Et les tirailleurs sénégalais aiment à raconter leur compagnonnage avec le plus grand d'entre eux : Jean Moulin. Une histoire que je racontais, il y a quelques jours, à Reims, lors d'un hommage similaire.
Nous sommes le 17 juin 1940 à Chartres, dans le département d'Eure-et-Loire. Les Allemands veulent imputer aux tirailleurs la responsabilité des massacres commis sur des civils français, en réalité victimes de bombardements allemands. Ils demandent à Jean Moulin, alors préfet, de reconnaître cette accusation en signant le protocole selon lequel des femmes et des enfants français ont été massacrés après avoir été violés. "Ce sont vos troupes noires, dit le document nazi, qui ont commis ces crimes dont la France portera la honte". La réponse de Moulin est sans ambiguïté : "Nos tirailleurs sont incapables de commettre une mauvaise action contre des populations civiles et moins encore les crimes dont vous les accusez". Torturé pendant sept heures, le chef de la Résistance ne signe pas le protocole. Sous la pression, il saisit un débris de verre et tente de se suicider en se tranchant la gorge. Pour ne pas avouer. Il raconte dans Premier combat : "je ne veux pas être complice de cette monstrueuse machination qui n'a pu être conçue que par des sadiques en délire". Moulin gardera de cette tentative de suicide une cicatrice dissimulée sous sa célèbre écharpe.
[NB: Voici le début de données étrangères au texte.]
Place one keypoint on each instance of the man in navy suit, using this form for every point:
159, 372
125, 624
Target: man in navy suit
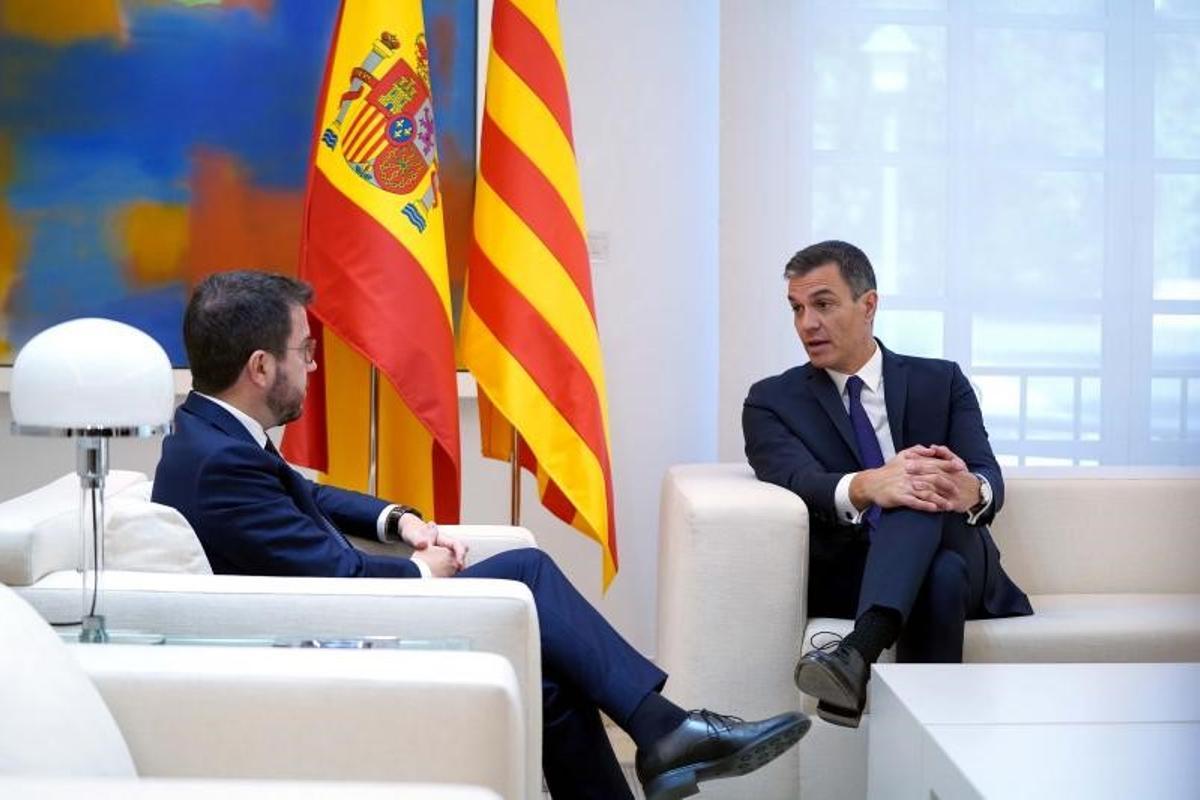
250, 349
891, 456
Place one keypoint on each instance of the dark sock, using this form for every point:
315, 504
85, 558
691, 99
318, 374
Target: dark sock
875, 631
654, 717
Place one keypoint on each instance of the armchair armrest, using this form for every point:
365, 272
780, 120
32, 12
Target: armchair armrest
256, 713
108, 788
732, 579
496, 615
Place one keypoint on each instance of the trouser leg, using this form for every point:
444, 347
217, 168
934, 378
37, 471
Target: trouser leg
576, 641
901, 548
951, 594
576, 755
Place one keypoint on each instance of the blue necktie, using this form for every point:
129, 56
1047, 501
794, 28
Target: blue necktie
864, 435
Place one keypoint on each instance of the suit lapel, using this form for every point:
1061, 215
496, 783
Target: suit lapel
826, 392
895, 394
223, 420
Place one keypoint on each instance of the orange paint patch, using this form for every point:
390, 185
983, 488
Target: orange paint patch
61, 22
151, 241
234, 224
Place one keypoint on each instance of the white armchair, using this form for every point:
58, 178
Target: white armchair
39, 557
125, 711
1111, 565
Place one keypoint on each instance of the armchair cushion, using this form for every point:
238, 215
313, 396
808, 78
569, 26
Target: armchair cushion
40, 531
54, 721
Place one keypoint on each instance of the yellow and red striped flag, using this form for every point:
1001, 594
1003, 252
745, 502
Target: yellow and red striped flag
373, 247
528, 326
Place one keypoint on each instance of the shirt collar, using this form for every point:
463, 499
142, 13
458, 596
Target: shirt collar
251, 423
871, 373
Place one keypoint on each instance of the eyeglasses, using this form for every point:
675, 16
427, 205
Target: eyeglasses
309, 349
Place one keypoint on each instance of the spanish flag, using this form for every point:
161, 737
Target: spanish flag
528, 326
373, 248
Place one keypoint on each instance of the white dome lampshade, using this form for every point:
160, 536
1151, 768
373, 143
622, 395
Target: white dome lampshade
93, 377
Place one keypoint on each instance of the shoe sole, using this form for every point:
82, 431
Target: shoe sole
838, 715
820, 681
683, 781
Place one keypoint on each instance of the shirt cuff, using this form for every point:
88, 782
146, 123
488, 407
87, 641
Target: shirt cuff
973, 515
424, 567
847, 515
382, 524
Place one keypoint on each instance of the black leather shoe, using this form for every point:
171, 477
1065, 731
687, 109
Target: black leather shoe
838, 680
708, 745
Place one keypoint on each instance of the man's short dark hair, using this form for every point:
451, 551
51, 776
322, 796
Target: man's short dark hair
852, 264
232, 314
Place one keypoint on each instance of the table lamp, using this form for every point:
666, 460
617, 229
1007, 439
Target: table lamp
91, 380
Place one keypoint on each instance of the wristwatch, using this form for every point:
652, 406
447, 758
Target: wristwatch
391, 525
984, 494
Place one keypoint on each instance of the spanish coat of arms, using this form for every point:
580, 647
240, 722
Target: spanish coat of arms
384, 125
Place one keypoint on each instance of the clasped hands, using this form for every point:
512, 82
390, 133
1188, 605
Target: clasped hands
922, 477
444, 554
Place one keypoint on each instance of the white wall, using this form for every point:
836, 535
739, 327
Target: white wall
643, 84
760, 209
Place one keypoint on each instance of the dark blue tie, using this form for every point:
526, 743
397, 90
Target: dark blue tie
864, 435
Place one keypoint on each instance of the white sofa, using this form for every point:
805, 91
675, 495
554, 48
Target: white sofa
39, 557
78, 713
1111, 566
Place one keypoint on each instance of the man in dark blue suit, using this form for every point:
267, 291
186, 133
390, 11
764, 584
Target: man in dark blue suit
250, 349
891, 456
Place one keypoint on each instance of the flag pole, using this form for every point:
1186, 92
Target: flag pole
373, 434
515, 479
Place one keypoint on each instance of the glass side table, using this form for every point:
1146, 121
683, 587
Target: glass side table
268, 641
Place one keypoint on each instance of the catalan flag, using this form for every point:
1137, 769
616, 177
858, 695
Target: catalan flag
373, 247
528, 326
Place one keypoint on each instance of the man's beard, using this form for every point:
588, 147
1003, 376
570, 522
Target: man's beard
285, 401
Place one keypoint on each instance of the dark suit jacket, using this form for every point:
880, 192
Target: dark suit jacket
798, 435
253, 513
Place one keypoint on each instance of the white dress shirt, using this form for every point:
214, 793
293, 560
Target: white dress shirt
874, 403
256, 429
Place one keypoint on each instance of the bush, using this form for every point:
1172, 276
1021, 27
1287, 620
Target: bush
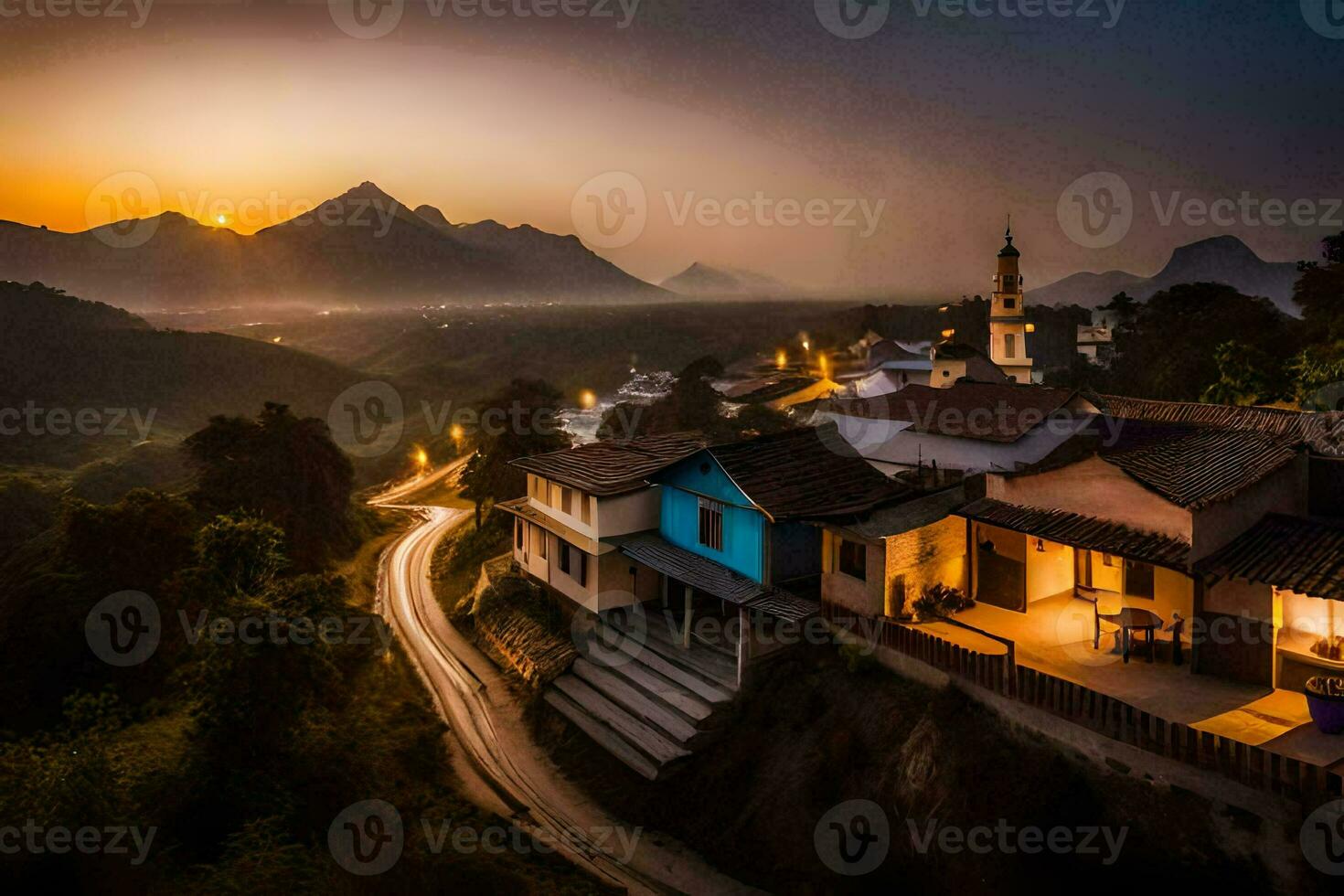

Je veux à travers ce récit, à travers l'épopée des tirailleurs, vous dire, Chers Amis, que ce qui nous rassemble est plus important que ce qui nous divise. Vous dire que des hommes noirs ont un jour aimé ce pays jusqu'à mourir pour lui. Que de grands Français, comme Jean Moulin et bien d'autres, ont voulu à leur tour mourir pour les défendre. A l'heure où l'on s'interroge sur le sens à donner à notre nation, à l'heure où l'on se demande comment bâtir la coexistence entre les minorités qui composent notre beau pays, à l'heure où la Marseillaise est sifflée, où la jeunesse issue de l'immigration s'interroge sur son identité et que le reste du pays se demande qu'en faire, la mémoire, le sacrifice des tirailleurs nous rappelle que la Nation française est une, que l'on peut aimer la France jusqu'à mourir pour elle, quelle que soit ses origines. Sublime message de patriotisme, et peut-être davantage, que nous laissent ces tirailleurs. Magnifique dépêche que nous devrions davantage faire revivre pour nous rappeler pourquoi nous vivons ensemble. Fantastique mémoire dans laquelle nous pouvons puiser la force de nous retrouver autour de valeurs communes, sans divisions, sans dispute. Puisse ce voeu, un jour, être exaucé !
Je vous remercie, Chers Amis, de votre attention.